What saved him was that he started writing advertising copy for the firm and showed a talent for it. He was transferred from selling ads to creating them, and he never looked back.
He became creative director, and then, at the age of 32, president of Burton-Campbell. "That was really the Peter Principle gone berserk," he says, referring to the tendency of businesses to promote people until they reach their level of incompetence. As president, Wilson was in what he calls "a position of complete ineptitude," doing what he did worst, unable to get to what he did best: "I wasn't writing or directing, just constantly involved with acquiring new business. I hated it. I just hated it."
In 1976, after a decade in Atlanta, Wilson went to Los Angeles on vacation and stayed at the home of his old friend Jay Tarses, who was a comedy writer for the prestigious MTM Studios, home of shows as diverse as "The Mary Tyler Moore Show" and, later, "Hill Street Blues."
He quit advertising and jumped into TV writing, eventually creating "WKRP in Cincinnati."

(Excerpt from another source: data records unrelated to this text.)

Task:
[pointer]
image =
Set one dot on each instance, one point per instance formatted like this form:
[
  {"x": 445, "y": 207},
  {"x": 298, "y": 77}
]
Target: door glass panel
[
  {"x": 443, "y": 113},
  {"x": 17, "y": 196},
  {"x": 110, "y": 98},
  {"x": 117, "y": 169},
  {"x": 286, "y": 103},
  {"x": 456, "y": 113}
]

Several characters on the show were based on actual people. Dr. Johnny Fever, played by Howard Hessemen, was based in part on “Skinny” Bobby Harper of WQXI. “Big Guy” Arthur Carlson, the bumbling general manager played by Gordon Jump, was based on Jerry Blum, the WQXI general manager. Fashion-challenged Herb Tarleck (Frank Bonner) was a stand-in for long-time Atlanta radio executive Clarke Brown.